A Russian strike on an "invincibility point" that gives humanitarian support killed three people in an eastern Ukraine town, the emergencies service said on Friday.
The emergencies services published images of a one-storey building with its roof caved in and debris all around.
The invincibility point that was hit overnight in the city of Kostiantynivka in the eastern Donetsk region was one of many such shelters created by authorities across Ukraine to provide access to electricity, heating, water and other basic services.
Authorities said the victims included "three internally displaced women from Bakhmut, Chasiv Yar and Opytne" - nearby towns at the centre of the conflict.
Kostyantynivka is about 25 kilometres (15 miles) west of Bakhmut, an industrial city that has seen the longest and bloodiest battle of the Russian invasion.
The Kremlin on Friday said Russia will skip the annual global Earth Hour event this weekend after the World Wildlife Fund (WWF) was labelled a "foreign agent" by Moscow.

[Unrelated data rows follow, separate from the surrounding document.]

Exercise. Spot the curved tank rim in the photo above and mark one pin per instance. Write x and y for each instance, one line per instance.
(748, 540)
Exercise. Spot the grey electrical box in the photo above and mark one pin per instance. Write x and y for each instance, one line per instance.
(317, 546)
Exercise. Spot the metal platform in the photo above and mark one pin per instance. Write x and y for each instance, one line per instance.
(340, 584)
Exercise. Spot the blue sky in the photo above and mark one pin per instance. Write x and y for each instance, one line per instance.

The move comes as Russia cracks down on most foreign-linked groups since its offensive in Ukraine, including climate-orientated organisations.
Earth Hour, which WWF organises, encourages people worldwide to turn their lights off for 60 minutes to raise awareness about environmental issues.
Russia has taken part in the event, which is scheduled this Saturday, for 14 years.
"This year, we took the decision to hold back from this event," Kremlin spokesman Dmitry Peskov told reporters Friday.
"It is because they have become a foreign agent."
Dmitry Medvedev, deputy head of Russia’s Security Council, has quoted a Second World War-era telegram from Soviet dictator Josef Stalin in a warning for the Russian military industrial complex, writes Nataliya Vasilyeva.
Mr Medvedev, who in recent months underwent a stunning transformation from an iPhone-toting liberal former president to an anti-Western hawk, on Thursday read out Stalin’s telegram to the directors of Russia’s military factories, threatening to “crush” them “like thieves” if they failed.
“Now I ask and hope that you will fulfil your duty to the motherland,” Mr Medvedev was seen in a video, reading the 1941 telegram to a tank factory in the Urals.
“In a few days, if you prove to violate your duty to the motherland, I will crush you like criminals who neglected the honour and interests of their motherland.”
Western intelligence have said Russia has been struggling to keep up weapons production to replenish its arsenal, having used up a high number of ammunition and weapons in Ukraine.
Asked about Mr Medvedev’s stance, a Kremlin spokesman on Friday said it was okay to draw on Russia’s war-time “priceless” experience. Russia's defence ministry said on Friday its forces had destroyed a hangar housing drones belonging to Ukraine's armed forces in the southwestern Odesa region of the country.